Children this age need 9-12 hours of sleep at night. Should be sleeping independently in own bed.


  1. Can write name.

  2. Can write letters and numbers (some may be backwards).

  3. Can count beyond 20.

  4. Draws a person with 6+ body parts.

  5. Starting to read.

  6. Plays make-believe.

  7. Can get dressed without help.

  8. Knows address and phone number.

  9. Hops, skips, and can balance on one foot.

  10. Speech should be 100% understandable without articulation difficulties.


  1. Continue to brush twice daily and floss once a day.

  2. Should continue to see a dentist every 6 months.

  3. Fluoride supplementation depends on the level of fluoride in the drinking water in the city where you live (your pediatrician or dentist can prescribe it if needed).


  1. Media Exposure: Set limits on total media time, type of media, and review content. Try to co-view media. Create media free zones in the household (e.g., no media at the table or in bedrooms). Ensure that media use isn’t interfering with sleep, school/homework, play, activities, or family time. Utilize safe guards on computers and devices to limit type of content brought into the home.

  2. Sexual Education: Answer questions at a level appropriate for your child’s understanding. Be direct and honest. You may want to have some age-appropriate sex education books or books about bodies to help answer questions. Always use the correct anatomical terms. Teach that certain body parts (those covered by a bathing suit) are private and should never be touched without the child’s permission.

  3. Social Interactions: Praise your child for accomplishments. Encourage your child to talk about feelings and experiences at school and with friends. Provide opportunities for your child to interact with other children and learn teamwork. Ensure that you know your child’s friends and their families. Discuss bullying at this age.

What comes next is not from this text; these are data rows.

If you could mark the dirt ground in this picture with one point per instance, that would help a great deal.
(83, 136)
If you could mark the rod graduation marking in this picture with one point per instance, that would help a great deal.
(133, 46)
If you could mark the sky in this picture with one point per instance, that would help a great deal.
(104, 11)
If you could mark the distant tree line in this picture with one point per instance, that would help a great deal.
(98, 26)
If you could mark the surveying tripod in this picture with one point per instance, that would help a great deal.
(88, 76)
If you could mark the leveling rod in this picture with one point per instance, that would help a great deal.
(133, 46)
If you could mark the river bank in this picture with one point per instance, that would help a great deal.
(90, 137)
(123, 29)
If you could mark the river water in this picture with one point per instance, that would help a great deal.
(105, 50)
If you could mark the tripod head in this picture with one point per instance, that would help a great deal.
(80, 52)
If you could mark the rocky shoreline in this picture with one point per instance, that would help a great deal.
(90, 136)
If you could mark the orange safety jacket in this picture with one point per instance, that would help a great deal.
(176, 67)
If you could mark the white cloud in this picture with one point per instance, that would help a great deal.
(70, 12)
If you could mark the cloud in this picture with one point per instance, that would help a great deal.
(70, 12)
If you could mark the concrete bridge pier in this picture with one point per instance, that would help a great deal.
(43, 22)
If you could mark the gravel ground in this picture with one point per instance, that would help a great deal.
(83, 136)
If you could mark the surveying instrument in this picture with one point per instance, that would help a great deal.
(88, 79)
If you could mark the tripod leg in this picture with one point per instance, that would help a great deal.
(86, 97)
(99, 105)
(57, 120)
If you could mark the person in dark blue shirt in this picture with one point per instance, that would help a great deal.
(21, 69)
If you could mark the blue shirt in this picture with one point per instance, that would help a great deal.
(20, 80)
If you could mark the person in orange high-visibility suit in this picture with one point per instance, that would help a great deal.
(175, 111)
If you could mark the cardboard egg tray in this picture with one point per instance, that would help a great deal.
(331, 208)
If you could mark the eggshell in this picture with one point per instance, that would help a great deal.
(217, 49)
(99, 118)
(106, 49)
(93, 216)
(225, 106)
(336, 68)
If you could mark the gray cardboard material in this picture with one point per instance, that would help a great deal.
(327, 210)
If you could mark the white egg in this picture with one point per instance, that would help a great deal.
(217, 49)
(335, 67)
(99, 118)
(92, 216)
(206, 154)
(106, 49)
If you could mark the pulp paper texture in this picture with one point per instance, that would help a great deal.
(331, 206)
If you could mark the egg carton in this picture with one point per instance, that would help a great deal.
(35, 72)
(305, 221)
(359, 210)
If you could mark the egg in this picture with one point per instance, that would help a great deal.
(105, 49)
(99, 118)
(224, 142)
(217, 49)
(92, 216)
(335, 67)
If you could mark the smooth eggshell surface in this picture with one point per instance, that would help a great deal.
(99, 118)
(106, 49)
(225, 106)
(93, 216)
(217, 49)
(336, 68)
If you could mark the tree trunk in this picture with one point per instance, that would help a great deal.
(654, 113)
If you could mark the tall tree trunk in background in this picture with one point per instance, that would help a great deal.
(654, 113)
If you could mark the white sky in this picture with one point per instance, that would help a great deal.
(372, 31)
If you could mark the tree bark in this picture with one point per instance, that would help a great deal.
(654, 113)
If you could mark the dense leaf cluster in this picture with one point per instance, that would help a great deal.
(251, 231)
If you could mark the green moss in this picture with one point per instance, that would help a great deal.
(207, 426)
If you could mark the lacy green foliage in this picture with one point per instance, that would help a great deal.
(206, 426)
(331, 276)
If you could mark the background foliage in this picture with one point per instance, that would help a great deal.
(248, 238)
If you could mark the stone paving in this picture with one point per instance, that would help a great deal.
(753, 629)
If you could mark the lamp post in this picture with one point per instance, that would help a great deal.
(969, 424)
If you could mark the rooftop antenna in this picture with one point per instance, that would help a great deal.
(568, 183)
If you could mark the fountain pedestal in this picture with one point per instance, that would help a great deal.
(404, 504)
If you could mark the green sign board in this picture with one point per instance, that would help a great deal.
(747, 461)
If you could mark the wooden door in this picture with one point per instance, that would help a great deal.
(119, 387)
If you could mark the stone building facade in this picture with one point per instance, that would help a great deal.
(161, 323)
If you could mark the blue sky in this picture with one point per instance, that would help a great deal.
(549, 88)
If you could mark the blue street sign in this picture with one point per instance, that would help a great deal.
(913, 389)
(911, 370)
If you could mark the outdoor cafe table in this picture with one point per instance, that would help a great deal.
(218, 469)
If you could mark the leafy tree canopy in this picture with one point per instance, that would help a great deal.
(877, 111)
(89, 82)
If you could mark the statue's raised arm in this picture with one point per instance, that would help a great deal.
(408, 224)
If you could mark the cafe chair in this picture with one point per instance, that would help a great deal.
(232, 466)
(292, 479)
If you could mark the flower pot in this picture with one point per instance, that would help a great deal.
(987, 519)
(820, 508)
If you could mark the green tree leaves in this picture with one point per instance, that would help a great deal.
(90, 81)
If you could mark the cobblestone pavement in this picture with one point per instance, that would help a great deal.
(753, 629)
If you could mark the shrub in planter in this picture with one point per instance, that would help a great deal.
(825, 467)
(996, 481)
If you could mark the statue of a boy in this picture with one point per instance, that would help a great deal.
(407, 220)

  4. Learning Experiences: Read together every day. Listen as your child begins to read aloud. Visit libraries, parks, museums.

  5. Discipline: Set limits. Be consistent. Ensure your child knows the house rules (e.g., bedtime rules, respect for others). Teach natural consequences for unacceptable behavior. Set reasonable expectations. Teach how to resolve conflicts and handle anger.

  6. Chores: Give your child some age appropriate chores and household responsibilities (e.g., help set the table, keep own room clean, put away laundry, etc.). Teach your child responsibility for personal belongings.

  7. School: Meet with your child’s teacher. Become involved with school.


Treat fever and minor illnesses at home as long as your child looks and acts ok. Bring your child to the doctor if: symptoms are severe or prolonged (e.g., fever beyond 5 days, bad cough, etc.), your child has signs of dehydration, your child reports specific symptoms (e.g., sore throat, hurt arm, etc.), your child has difficult or labored breathing, your child is lethargic, or you are concerned.


Your child’s next well child check is in 1 year. If all vaccines are up to date, your child should not need any shots aside from an annual flu shot at the next visit.